In this letter ruling, the Court of Chancery interpreted the meaning of “threatened” for purposes of determining whether one party was excused from performing its contractual obligations. The issue arose out of an equity purchase agreement that contemplated the transfer of certain pension liabilities to the buyer. When PBGC, an administrative agency with ERISA oversight responsibility, raised issues about the transfer prior to closing of the sale, the parties worked out an agreement that would permit the buyer to elect to have the seller retain the pension liabilities if there was a “threatened legal or administrative action” with respect to the liabilities within six months of closing. PBGC sent a letter to the parties, one week after closing, advising: “While PBGC does not plan to initiate legal action against the [seller] at this time, we have not yet decided whether we will pursue this matter through the IRS and/or professional actuarial organizations.” The buyer took the position that the PBGC letter threatened legal action and relieved it from its obligation to take the pension liabilities. The Court disagreed and, relying on the 2014 i/mx decision of the Court of Chancery that also construed the term “threatened,” held that the letter reserved PBGC’s options but did not demonstrate any present intent to “press the issue.” The Court found that the letter did not constitute a threat and did not “suggest that [PBGC] would likely pursue the matter.”

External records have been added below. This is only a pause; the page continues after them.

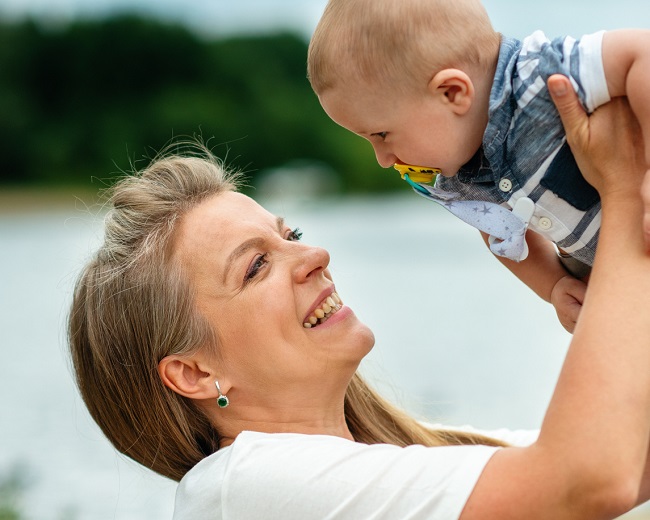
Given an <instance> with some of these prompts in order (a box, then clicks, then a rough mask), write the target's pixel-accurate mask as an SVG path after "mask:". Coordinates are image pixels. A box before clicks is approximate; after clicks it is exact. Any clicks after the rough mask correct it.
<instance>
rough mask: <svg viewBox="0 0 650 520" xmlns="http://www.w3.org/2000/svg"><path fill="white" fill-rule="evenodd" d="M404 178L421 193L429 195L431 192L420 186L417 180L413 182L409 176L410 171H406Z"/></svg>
mask: <svg viewBox="0 0 650 520" xmlns="http://www.w3.org/2000/svg"><path fill="white" fill-rule="evenodd" d="M402 178H403V179H404V180H405V181H406V182H408V183H409V184H410V185H411V187H412V188H413V189H414V190H416V191H419V192H420V193H423V194H424V195H428V194H429V192H428V191H427V190H426V189H424V188H423V187H422V186H420V185H419V184H418V183H417V182H413V181H412V180H411V179H410V178H409V175H408V173H405V174H404V176H403V177H402Z"/></svg>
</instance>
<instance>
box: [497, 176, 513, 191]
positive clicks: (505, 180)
mask: <svg viewBox="0 0 650 520" xmlns="http://www.w3.org/2000/svg"><path fill="white" fill-rule="evenodd" d="M499 189H500V190H501V191H503V192H504V193H507V192H509V191H510V190H511V189H512V181H511V180H510V179H501V182H500V183H499Z"/></svg>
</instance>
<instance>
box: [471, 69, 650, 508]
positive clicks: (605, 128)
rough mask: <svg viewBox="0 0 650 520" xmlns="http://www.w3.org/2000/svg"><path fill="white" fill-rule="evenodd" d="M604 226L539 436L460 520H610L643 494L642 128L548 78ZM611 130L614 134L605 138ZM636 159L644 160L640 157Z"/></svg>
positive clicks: (567, 87) (479, 488)
mask: <svg viewBox="0 0 650 520" xmlns="http://www.w3.org/2000/svg"><path fill="white" fill-rule="evenodd" d="M558 86H560V87H564V94H563V95H557V94H555V95H554V98H555V99H556V104H557V105H558V108H559V110H560V112H561V114H562V117H563V123H564V125H565V128H566V130H567V138H568V140H569V144H570V145H571V147H572V150H573V152H574V154H575V155H576V158H577V160H578V163H579V165H580V167H581V171H582V172H583V173H585V174H586V176H587V178H588V180H589V182H591V183H592V184H593V185H594V186H595V187H596V188H597V189H598V191H599V193H600V196H601V200H602V207H603V218H602V227H601V233H600V241H599V246H598V251H597V254H596V260H595V263H594V268H593V271H592V274H591V278H590V281H589V288H588V289H587V295H586V298H585V301H584V305H583V308H582V313H581V315H580V319H579V321H578V324H577V326H576V329H575V333H574V337H573V340H572V342H571V346H570V348H569V352H568V354H567V357H566V360H565V363H564V366H563V369H562V372H561V375H560V378H559V380H558V384H557V387H556V389H555V392H554V394H553V398H552V400H551V403H550V404H549V407H548V410H547V413H546V416H545V419H544V423H543V425H542V429H541V432H540V437H539V440H538V441H537V442H536V443H535V444H533V445H532V446H530V447H528V448H506V449H503V450H500V451H499V452H497V453H496V454H495V455H494V456H493V457H492V459H491V460H490V462H489V463H488V464H487V466H486V467H485V470H484V472H483V474H482V475H481V477H480V479H479V481H478V482H477V485H476V487H475V488H474V491H473V492H472V495H471V496H470V498H469V500H468V502H467V504H466V506H465V509H464V511H463V514H462V515H461V518H462V519H463V520H471V519H474V518H478V519H481V520H485V519H491V518H494V519H500V520H504V519H509V518H513V519H520V518H527V519H535V518H540V519H547V518H553V519H554V520H560V519H563V518H567V519H569V518H571V519H580V518H584V519H590V520H592V519H597V518H603V519H606V518H616V517H617V516H619V515H621V514H622V513H624V512H625V511H627V510H629V509H631V508H632V507H633V506H634V505H635V504H637V503H638V501H639V499H640V497H639V491H640V490H644V489H645V488H646V486H645V485H644V482H645V479H644V473H645V469H646V468H645V466H646V464H645V461H646V458H647V452H648V444H649V440H650V372H649V371H648V367H650V317H649V316H648V313H647V311H646V309H648V308H650V256H648V255H646V254H645V250H644V240H643V232H642V225H641V216H642V214H643V206H642V203H641V199H640V196H639V186H640V183H641V178H642V175H643V173H644V171H645V163H644V161H643V150H642V149H639V148H638V147H636V148H635V147H634V144H633V143H635V141H636V142H637V143H638V142H639V139H638V127H637V126H636V124H635V121H634V119H633V118H632V116H631V113H630V111H629V107H627V105H626V102H625V101H624V100H621V99H619V100H616V101H614V102H612V103H610V104H608V105H606V106H604V107H602V108H600V109H599V110H598V111H597V112H596V113H595V114H594V115H593V116H592V117H591V118H587V117H586V115H585V114H584V112H583V111H582V109H581V108H580V106H579V104H578V102H577V99H576V97H575V94H574V93H573V89H571V88H570V85H569V83H568V81H567V80H566V79H565V78H557V77H555V78H553V79H552V80H550V81H549V88H550V89H551V91H552V92H553V91H555V92H557V87H558ZM612 129H615V130H614V131H612ZM639 159H640V160H639Z"/></svg>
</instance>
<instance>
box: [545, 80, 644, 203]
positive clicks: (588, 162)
mask: <svg viewBox="0 0 650 520" xmlns="http://www.w3.org/2000/svg"><path fill="white" fill-rule="evenodd" d="M548 89H549V92H550V93H551V97H552V98H553V101H554V102H555V105H556V107H557V109H558V111H559V113H560V117H561V119H562V124H563V125H564V129H565V131H566V134H567V142H568V143H569V146H570V147H571V150H572V152H573V154H574V156H575V158H576V161H577V163H578V166H579V167H580V171H581V172H582V174H583V175H584V177H585V179H586V180H587V181H588V182H589V183H590V184H591V185H592V186H594V187H595V188H596V189H597V190H598V192H599V193H600V195H601V197H603V196H606V195H608V194H609V193H610V192H623V193H625V194H630V195H632V194H633V196H635V197H638V194H639V192H640V191H641V180H642V175H643V174H644V173H645V171H646V166H645V158H644V149H643V139H642V135H641V129H640V127H639V124H638V122H637V120H636V118H635V117H634V114H633V113H632V110H631V109H630V106H629V104H628V102H627V100H626V99H625V98H621V97H619V98H615V99H613V100H612V101H610V102H609V103H607V104H605V105H603V106H602V107H600V108H598V110H596V111H595V112H594V113H593V114H591V116H588V115H587V114H586V113H585V111H584V109H583V108H582V105H581V104H580V103H579V101H578V97H577V95H576V93H575V91H574V90H573V87H572V86H571V83H570V82H569V80H568V79H567V78H566V77H565V76H562V75H560V74H556V75H554V76H551V77H550V78H549V80H548ZM642 193H643V195H644V196H645V200H646V201H647V207H648V208H649V209H650V179H646V182H645V183H644V186H643V192H642Z"/></svg>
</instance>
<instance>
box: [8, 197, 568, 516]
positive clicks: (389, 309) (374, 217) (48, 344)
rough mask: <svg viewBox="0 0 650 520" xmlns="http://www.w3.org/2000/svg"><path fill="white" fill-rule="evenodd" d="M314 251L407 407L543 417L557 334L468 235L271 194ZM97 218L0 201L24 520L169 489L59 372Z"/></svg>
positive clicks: (89, 512) (456, 225) (105, 515)
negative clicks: (317, 248)
mask: <svg viewBox="0 0 650 520" xmlns="http://www.w3.org/2000/svg"><path fill="white" fill-rule="evenodd" d="M266 205H267V207H268V208H269V209H270V210H272V211H274V212H276V213H278V214H281V215H282V216H284V217H285V218H286V220H287V223H288V225H289V226H299V227H300V228H301V229H302V231H303V232H304V237H303V240H304V241H306V242H308V243H314V244H318V245H321V246H324V247H325V248H327V249H328V250H329V251H330V253H331V257H332V261H331V264H330V266H331V271H332V274H333V276H334V280H335V282H336V285H337V289H338V292H339V294H340V295H341V297H342V298H343V299H344V301H345V302H346V304H348V305H350V306H351V307H352V308H353V309H354V311H355V313H356V314H357V316H359V318H360V319H361V320H362V321H364V322H366V323H367V324H368V325H370V326H371V328H372V329H373V330H374V332H375V335H376V338H377V343H376V346H375V348H374V350H373V352H372V353H371V354H370V355H369V356H368V358H367V359H366V360H365V361H364V364H363V365H362V371H363V373H364V374H366V376H367V377H368V378H369V379H370V380H371V381H373V382H374V383H375V385H376V386H377V387H379V388H380V389H381V391H382V392H383V393H384V394H385V395H386V396H388V397H389V398H391V399H393V400H394V401H396V402H397V403H399V404H401V405H402V406H404V407H406V408H407V409H409V410H410V411H412V412H413V413H417V414H418V415H420V416H422V417H426V418H428V419H430V420H433V421H438V422H446V423H449V424H455V425H460V424H472V425H474V426H477V427H481V428H496V427H502V426H505V427H510V428H535V427H538V426H539V425H540V423H541V420H542V417H543V413H544V410H545V407H546V405H547V403H548V400H549V398H550V396H551V393H552V390H553V386H554V382H555V380H556V378H557V376H558V373H559V370H560V366H561V362H562V359H563V357H564V354H565V352H566V349H567V346H568V343H569V340H570V335H569V334H568V333H566V332H565V331H564V329H562V327H561V326H560V324H559V322H558V321H557V319H556V317H555V313H554V310H553V308H552V307H551V306H550V305H549V304H546V303H544V302H542V301H541V300H540V299H539V298H537V297H536V296H535V295H534V294H533V293H532V292H531V291H530V290H529V289H527V288H526V287H525V286H524V285H523V284H522V283H521V282H519V281H518V280H517V279H515V278H514V276H512V275H511V274H510V273H509V272H508V271H507V270H506V269H505V268H504V267H502V266H501V265H500V264H499V263H498V262H497V261H496V259H494V258H493V257H492V255H491V254H490V253H489V252H488V251H487V249H486V247H485V246H484V245H483V242H482V240H481V239H480V237H479V235H478V232H476V231H475V230H473V229H471V228H469V227H468V226H467V225H465V224H463V223H462V222H460V221H458V220H456V219H455V218H454V217H452V216H451V215H449V214H448V213H447V212H446V211H445V210H444V209H442V208H440V207H438V206H435V205H433V204H431V203H429V202H427V201H425V200H424V199H421V198H420V197H415V196H413V195H411V194H406V195H404V196H401V195H398V196H387V197H373V198H342V199H334V198H333V199H325V200H313V199H310V200H306V199H300V198H296V197H288V196H287V197H285V198H284V199H283V200H280V199H274V200H268V201H267V203H266ZM100 237H101V219H100V216H97V215H96V210H88V209H86V208H85V206H84V204H83V203H81V202H80V201H77V202H75V201H74V199H73V198H72V197H70V198H69V202H68V203H67V204H63V205H61V204H59V205H58V206H56V207H54V208H50V207H47V206H45V205H37V206H36V207H32V208H31V209H30V210H29V211H25V210H22V205H20V204H19V205H17V206H16V207H14V208H12V209H11V210H9V209H7V208H6V207H5V208H4V209H2V208H1V207H0V251H1V252H2V254H0V272H1V273H3V274H2V277H1V278H0V311H1V312H0V330H1V331H2V333H1V334H0V338H1V340H0V341H1V343H0V349H2V364H0V400H1V406H2V411H3V412H2V417H3V418H2V426H1V427H0V435H1V437H0V477H1V478H3V479H5V480H6V479H7V478H8V477H9V476H11V475H14V476H16V475H17V476H18V477H20V478H22V479H24V482H25V484H26V485H25V488H24V496H23V509H24V511H25V513H26V515H28V518H34V519H39V520H40V519H42V520H48V519H64V518H66V519H115V520H136V519H138V520H143V519H144V520H146V519H152V520H153V519H161V518H170V517H171V512H172V508H173V500H174V491H175V483H172V482H170V481H168V480H166V479H163V478H161V477H157V476H155V475H153V474H151V473H150V472H148V470H145V469H142V468H140V467H139V466H137V465H136V464H135V463H133V462H130V461H128V460H126V459H125V458H124V457H122V456H120V455H118V454H116V452H115V451H114V450H113V448H112V447H111V446H110V445H109V444H108V442H107V441H106V440H105V439H104V438H103V436H102V434H101V432H100V431H99V430H98V428H97V427H96V426H95V425H94V423H93V422H92V420H91V419H90V418H89V416H88V414H87V412H86V411H85V409H84V406H83V403H82V402H81V399H80V397H79V395H78V393H77V391H76V388H75V385H74V382H73V378H72V376H71V372H70V368H69V363H68V358H67V352H66V344H65V320H66V316H67V309H68V306H69V301H70V294H71V290H72V286H73V283H74V280H75V278H76V275H77V272H78V270H79V269H80V267H81V265H82V264H83V262H84V260H85V259H86V258H87V257H88V256H89V254H90V252H91V251H92V249H93V246H95V245H96V244H97V243H98V241H99V240H100Z"/></svg>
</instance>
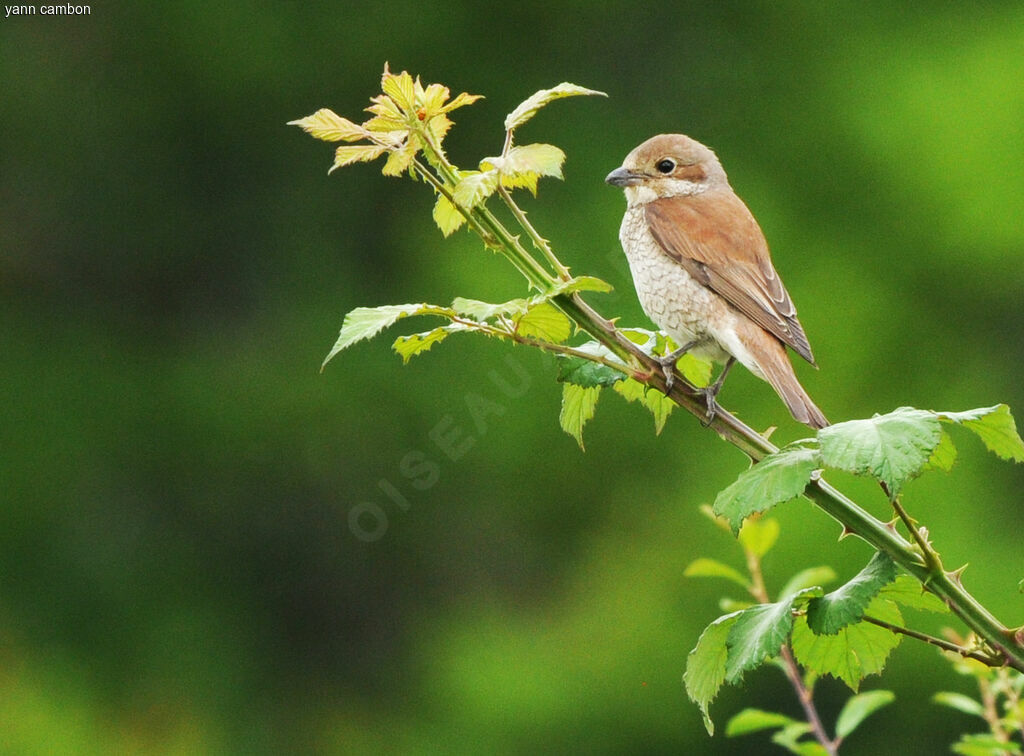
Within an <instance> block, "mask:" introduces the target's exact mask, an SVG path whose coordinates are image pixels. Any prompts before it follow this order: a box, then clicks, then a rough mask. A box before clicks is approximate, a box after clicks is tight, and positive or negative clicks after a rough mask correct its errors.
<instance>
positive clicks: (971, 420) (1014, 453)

NASDI Holdings, LLC, et al. v. North American Leasing, Inc., et al.: “Sandbagging” in Delaware
In this oral ruling, the Court of Chancery confirmed that Delaware is “what is affectionately known as a 'sandbagging’ state,’” i.e., a state that permits a contracting party to sue for breach of a representation notwithstanding the party’s knowledge that the representation was not true prior to closing. In certain jurisdictions, a breach of contract claim requires a showing of justifiable reliance on the representation to recover for its breach. There are a handful of cases that could be read to suggest that such a showing might be required in Delaware. Given Delaware’s general emphasis on freedom of contract, however, the Court’s guidance in NASDI should not be surprising to practitioners. In NASDI, the Court declined to dismiss a buyer’s counterclaim for fraudulent inducement, finding the allegations sufficient to support the buyer’s claim. The Court found that the fact that the buyer conducted due diligence did not foreclose its ability to bring a fraud claim. The Court instructed that “if you have allocated risk through representations and warranties, the fact that you may do due diligence doesn’t contravene the allocation of risk. We have the contract control, as opposed to a loose sense of what people may have known or not known, depending on the due diligence they conducted.”